February 20, 2018 – When we returned from Costa Rica this week we were swamped with things to do and I went out at bought a ready-made chicken for our dinner. The chicken comes in a plastic container that is stamped recyclable. The bottom is black plastic. The top is clear. In Toronto, I can put the clear plastic into the recycling bins in our apartment. The black plastic bottom, even though it is marked recyclable, I cannot. That’s because Toronto has no market for recycled dark plastics, brown and black.
The world needs recycling champions that can accept all types of plastics for reuse so that very little new plastic needs to be manufactured from petroleum products. In looking around for answers to improved plastic recycling I ran across the Association of Plastic Recyclers (APR). This organization has recently launched a campaign to increase the demand for recycled plastics while advocating for improved recycling programs throughout North America.
Companies on board include:
- Nestle
- Denton Plastics
- Champion Polymer Recycling
- Berry Global
- Campbells Soup Co.
- Coca-Cola North America
- Envision Plastics
- Keurig Green Mountain, Inc.
- KW Plastics
- Merlin Plastics
- Plastipak/Clean Tech Inc.,
- Â Procter & Gamble Company
- Target Corp.
All these companies are committed to maximizing the use and reuse of plastic polymers and resins. The initial reuse involves turning waste plastic into pallets for warehousing, replacing the use of wood. In one company 250,000 plastic pallets made from recycled resins replaced wooden ones saving thousands of trees while removing thousands of tons of plastic from landfill.

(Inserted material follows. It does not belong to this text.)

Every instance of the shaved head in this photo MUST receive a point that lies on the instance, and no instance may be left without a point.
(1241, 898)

Plastic recycling and reuse isn’t the only answer to the plastic problem that today adds more than 30 million tons of the stuff to landfill in the U.S. alone annually and contaminates the oceans of the world at the rate of 13,000 pieces per square kilometer. Six years ago I wrote about one company, Phoenix Depot International, a Markham, Ontario startup, that takes any kind of plastic waste and puts it through a zero-emission cooking process to yield diesel, gasoline, and black carbon, the latter having a number of commercial uses.
Phoenix is one of a number of companies using waste plastic as a resource to create valuable commercial products from fuels to building materials. Plastic should never end up in a landfill, or in the ocean. The governments that have allowed these materials to become part of our convenient daily lives should be obligated to ensure that this human-created problem for the environment goes away more than 70 years after we began it.